Rafdaki toz
“Bazı haberler, insanın yanında sarılabileceği bir kedi varken verilmeli.” ( Kiraz Ağacı ile Aramızdaki Mesafe- Paola Peretti )
Hayal kurabilmenin en kestirme yolu, kitap okumaktan geçer. Eğer uçuşu hatırlayamıyorsak ya da uykusuz bir gecenin sebebini kestiremiyorsak yeterince okumadığımızdandır. Bir zamanlar gazetelerin yaygın kampanyaları arasında kupon ile tencere, tava vermek vardı. Bir kişinin sadece o kupon için gazete alması çok acı, hele o kupon kupürünü keserken yanı başındaki köşe yazarının bölümünü görmekten gelmek tam bir paradoks. Kim o köşe yazarının yerinde olmak ister ki, düşünün yazıyorsunuz ama yazdığınız gazetede yayımlanınca o bölümü makasla kesip sandıkta saklıyorsunuz. Yazmak ve okumak iki kardeş ve bu iki kardeşin arkadaşları birbirine tamamen küs.
“Melody; seçma şansın olsaydı konuşabilmeyi mi isterdin yoksa yürüyebilmeyi mi? Konuşmak. Tahtamda işaret ettim. Kelimenin üzerine tekrar tekrar vurdum. Konuşmak. Konuşmak. Konuşmak. Söyleyecek o kadar çok şeyim var ki…”( İçimdeki Müzik-Sharon M. Draper )
Şu konuda anlaşalım, kitap okumak boş zamanı geçiştirmek için var olan çekirdek çıtlatmak gibi bir şey değildir. Tamamen zaman ayrılması gereken, cetvelle özellikle kırmızı kalemle hayata renk katan cümlelerinin altını çizerek yapılması gereken bir icraattır.
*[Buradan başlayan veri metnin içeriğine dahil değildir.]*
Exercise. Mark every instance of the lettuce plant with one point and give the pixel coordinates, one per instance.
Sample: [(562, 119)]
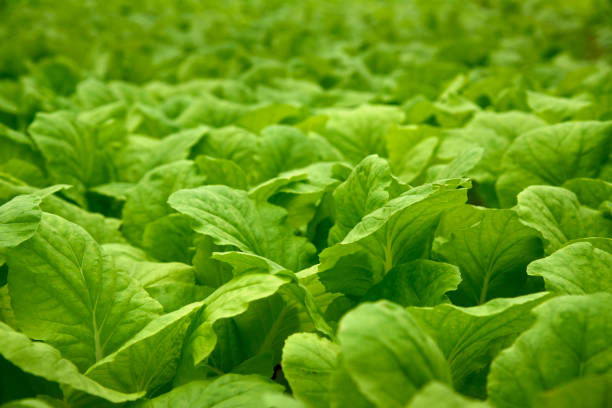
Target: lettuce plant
[(306, 204)]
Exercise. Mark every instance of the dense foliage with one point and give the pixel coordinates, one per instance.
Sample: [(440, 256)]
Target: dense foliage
[(306, 203)]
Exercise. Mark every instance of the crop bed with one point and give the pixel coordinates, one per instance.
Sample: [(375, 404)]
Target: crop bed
[(306, 204)]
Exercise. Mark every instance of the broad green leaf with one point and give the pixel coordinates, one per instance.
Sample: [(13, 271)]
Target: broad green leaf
[(229, 300), (470, 337), (571, 339), (259, 118), (64, 291), (39, 402), (491, 248), (221, 171), (149, 359), (460, 166), (231, 143), (170, 238), (417, 283), (231, 218), (146, 202), (283, 148), (230, 390), (253, 340), (102, 229), (365, 190), (360, 132), (142, 154), (590, 192), (411, 148), (509, 124), (344, 391), (556, 109), (72, 152), (461, 147), (589, 392), (149, 120), (559, 217), (553, 155), (19, 218), (212, 111), (401, 230), (308, 364), (576, 269), (43, 360), (440, 395), (387, 354)]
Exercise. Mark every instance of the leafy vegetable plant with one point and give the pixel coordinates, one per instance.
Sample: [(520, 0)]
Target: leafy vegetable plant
[(306, 204)]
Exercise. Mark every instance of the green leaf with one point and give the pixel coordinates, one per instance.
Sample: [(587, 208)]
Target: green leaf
[(19, 218), (147, 201), (71, 151), (509, 124), (229, 300), (308, 364), (399, 231), (230, 390), (556, 109), (365, 190), (65, 292), (259, 118), (590, 192), (417, 283), (590, 392), (411, 148), (221, 171), (43, 360), (470, 337), (576, 269), (142, 154), (256, 337), (360, 132), (440, 395), (492, 249), (571, 339), (231, 218), (559, 217), (553, 155), (387, 354), (460, 166), (283, 148), (148, 359)]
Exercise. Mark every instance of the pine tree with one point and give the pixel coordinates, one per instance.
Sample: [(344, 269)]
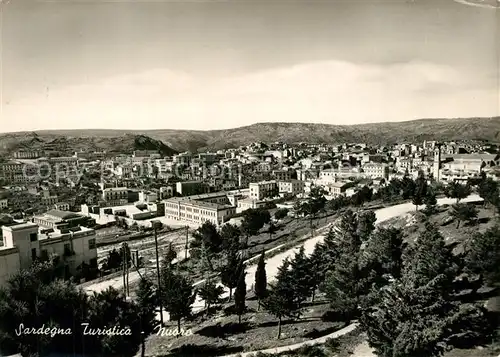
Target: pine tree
[(211, 293), (301, 275), (281, 300), (416, 315), (261, 280), (231, 271), (483, 255), (430, 202), (345, 285), (457, 191), (240, 295), (177, 295), (147, 299), (171, 254), (420, 191)]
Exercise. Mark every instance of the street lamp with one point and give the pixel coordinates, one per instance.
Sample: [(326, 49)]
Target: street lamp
[(156, 225)]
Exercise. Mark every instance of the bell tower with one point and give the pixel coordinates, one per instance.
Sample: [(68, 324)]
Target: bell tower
[(436, 169)]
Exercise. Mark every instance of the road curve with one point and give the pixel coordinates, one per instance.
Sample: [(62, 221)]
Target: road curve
[(273, 263)]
Altını ben çizdim sorun yok vurgu yapmak istedim. Abimin biz çocukken yaramazlık yaptığımızda “küçük harflerle konuşun” derdi, şimdi ondan esinlenerek diyorum ki, hangi (küçük ünlü/büyük ünlü ) uyumda yazılırsa yazılsın BÜYÜK HARFLERLE OKUYUN!
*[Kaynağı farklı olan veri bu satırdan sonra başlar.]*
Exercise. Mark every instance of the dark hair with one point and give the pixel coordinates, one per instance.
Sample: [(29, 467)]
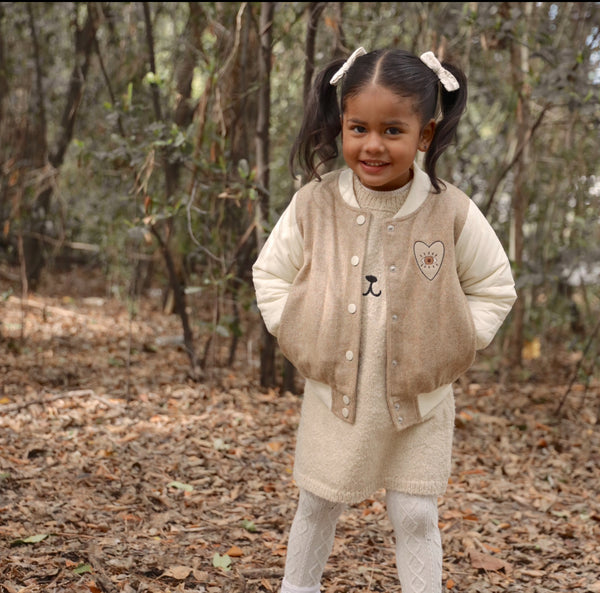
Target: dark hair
[(398, 70)]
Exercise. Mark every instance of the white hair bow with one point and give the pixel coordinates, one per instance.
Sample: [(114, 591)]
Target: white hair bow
[(361, 51), (446, 78)]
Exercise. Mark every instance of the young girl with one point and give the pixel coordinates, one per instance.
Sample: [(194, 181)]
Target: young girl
[(380, 282)]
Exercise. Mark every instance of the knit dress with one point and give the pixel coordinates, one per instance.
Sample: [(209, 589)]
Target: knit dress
[(345, 462)]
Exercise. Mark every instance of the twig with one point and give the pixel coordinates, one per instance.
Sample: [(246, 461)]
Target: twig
[(576, 371)]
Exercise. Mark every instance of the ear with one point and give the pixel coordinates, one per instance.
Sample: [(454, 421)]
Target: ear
[(426, 135)]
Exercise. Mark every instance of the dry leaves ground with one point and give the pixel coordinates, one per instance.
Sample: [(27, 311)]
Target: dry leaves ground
[(120, 474)]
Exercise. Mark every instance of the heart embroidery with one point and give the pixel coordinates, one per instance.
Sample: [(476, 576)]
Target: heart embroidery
[(429, 257)]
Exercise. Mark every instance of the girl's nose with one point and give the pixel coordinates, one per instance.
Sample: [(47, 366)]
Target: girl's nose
[(373, 142)]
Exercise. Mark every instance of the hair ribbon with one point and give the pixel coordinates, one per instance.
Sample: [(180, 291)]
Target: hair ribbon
[(335, 79), (446, 78)]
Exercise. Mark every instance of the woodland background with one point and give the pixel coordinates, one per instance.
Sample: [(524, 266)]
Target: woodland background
[(147, 419)]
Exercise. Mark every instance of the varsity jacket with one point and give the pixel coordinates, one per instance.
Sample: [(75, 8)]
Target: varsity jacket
[(448, 281)]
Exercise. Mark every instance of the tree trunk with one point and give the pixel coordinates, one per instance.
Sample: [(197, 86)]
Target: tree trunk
[(519, 54), (267, 351)]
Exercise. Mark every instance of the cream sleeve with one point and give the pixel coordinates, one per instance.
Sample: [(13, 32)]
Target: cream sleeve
[(276, 267), (485, 275)]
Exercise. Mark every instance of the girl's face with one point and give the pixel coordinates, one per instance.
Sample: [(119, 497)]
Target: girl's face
[(381, 134)]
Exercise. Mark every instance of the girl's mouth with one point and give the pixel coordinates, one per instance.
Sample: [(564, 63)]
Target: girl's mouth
[(373, 164)]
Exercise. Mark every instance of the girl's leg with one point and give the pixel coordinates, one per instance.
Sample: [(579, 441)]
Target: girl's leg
[(310, 543), (418, 541)]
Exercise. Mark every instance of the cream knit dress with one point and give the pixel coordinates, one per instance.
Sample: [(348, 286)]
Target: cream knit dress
[(347, 463)]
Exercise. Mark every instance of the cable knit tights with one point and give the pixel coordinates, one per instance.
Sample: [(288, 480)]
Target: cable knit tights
[(418, 542)]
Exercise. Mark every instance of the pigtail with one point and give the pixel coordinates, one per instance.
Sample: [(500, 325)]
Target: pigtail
[(316, 142), (452, 105)]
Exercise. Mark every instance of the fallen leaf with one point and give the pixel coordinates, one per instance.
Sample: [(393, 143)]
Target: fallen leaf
[(178, 572), (487, 562)]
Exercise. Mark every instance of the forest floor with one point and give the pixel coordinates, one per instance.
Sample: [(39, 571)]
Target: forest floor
[(119, 474)]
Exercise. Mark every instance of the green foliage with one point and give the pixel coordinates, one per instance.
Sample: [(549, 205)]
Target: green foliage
[(139, 164)]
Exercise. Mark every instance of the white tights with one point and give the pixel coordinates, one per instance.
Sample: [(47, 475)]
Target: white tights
[(418, 542)]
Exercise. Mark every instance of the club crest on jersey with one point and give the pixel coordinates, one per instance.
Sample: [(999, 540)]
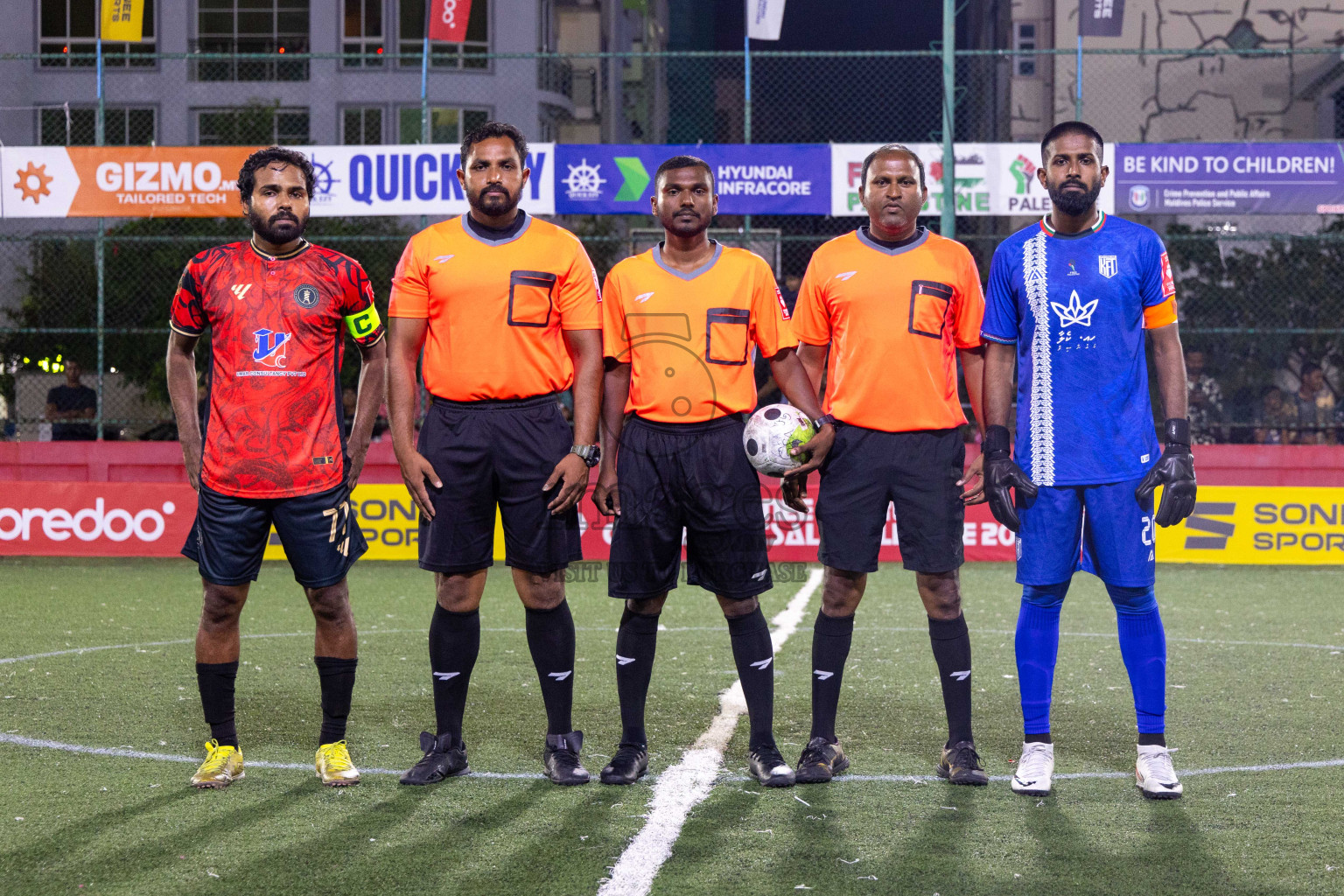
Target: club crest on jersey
[(305, 294), (1074, 312), (270, 346)]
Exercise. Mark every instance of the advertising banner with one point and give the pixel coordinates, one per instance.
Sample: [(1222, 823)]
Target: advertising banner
[(990, 178), (1268, 178), (122, 182), (752, 178), (1258, 524), (411, 180), (200, 182), (95, 519)]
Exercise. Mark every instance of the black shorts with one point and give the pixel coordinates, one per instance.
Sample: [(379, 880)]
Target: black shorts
[(320, 536), (918, 472), (694, 476), (496, 453)]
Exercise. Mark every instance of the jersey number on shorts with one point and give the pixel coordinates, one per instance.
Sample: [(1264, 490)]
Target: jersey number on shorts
[(340, 517)]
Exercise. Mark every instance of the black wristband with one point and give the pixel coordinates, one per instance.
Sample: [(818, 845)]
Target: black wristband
[(1178, 430), (998, 439)]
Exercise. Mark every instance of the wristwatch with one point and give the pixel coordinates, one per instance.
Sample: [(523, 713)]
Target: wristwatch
[(589, 453)]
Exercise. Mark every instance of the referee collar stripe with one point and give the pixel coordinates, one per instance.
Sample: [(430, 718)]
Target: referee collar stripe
[(702, 269), (478, 235), (867, 241)]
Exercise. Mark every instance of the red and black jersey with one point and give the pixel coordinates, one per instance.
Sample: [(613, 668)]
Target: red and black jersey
[(275, 416)]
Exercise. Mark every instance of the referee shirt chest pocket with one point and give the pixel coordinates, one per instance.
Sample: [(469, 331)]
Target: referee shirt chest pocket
[(726, 335), (929, 301), (529, 298)]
Masalın nerede bittiği, hayatın nerde başladığını fark edemiyorum. Bazen suratıma garip bakıyorlar, o zaman uyanır gibi oluyorum ( Şeker Portakalı-Jose Maouro de Vasconcelos)
Hayatın yoruculuğundan bahsetmek hepimizin kaderi, işte size dinlenme fırsatı okumak. Kendini iyi ifade edebilmek için, bir derdi olan yazarlarla eserinde sohbet edebilmek için okumak. Öyle imza gününe de ihtiyaç yok bir süre sonra yazarın sohbet sofrasında yer aldığımızı göreceğiz.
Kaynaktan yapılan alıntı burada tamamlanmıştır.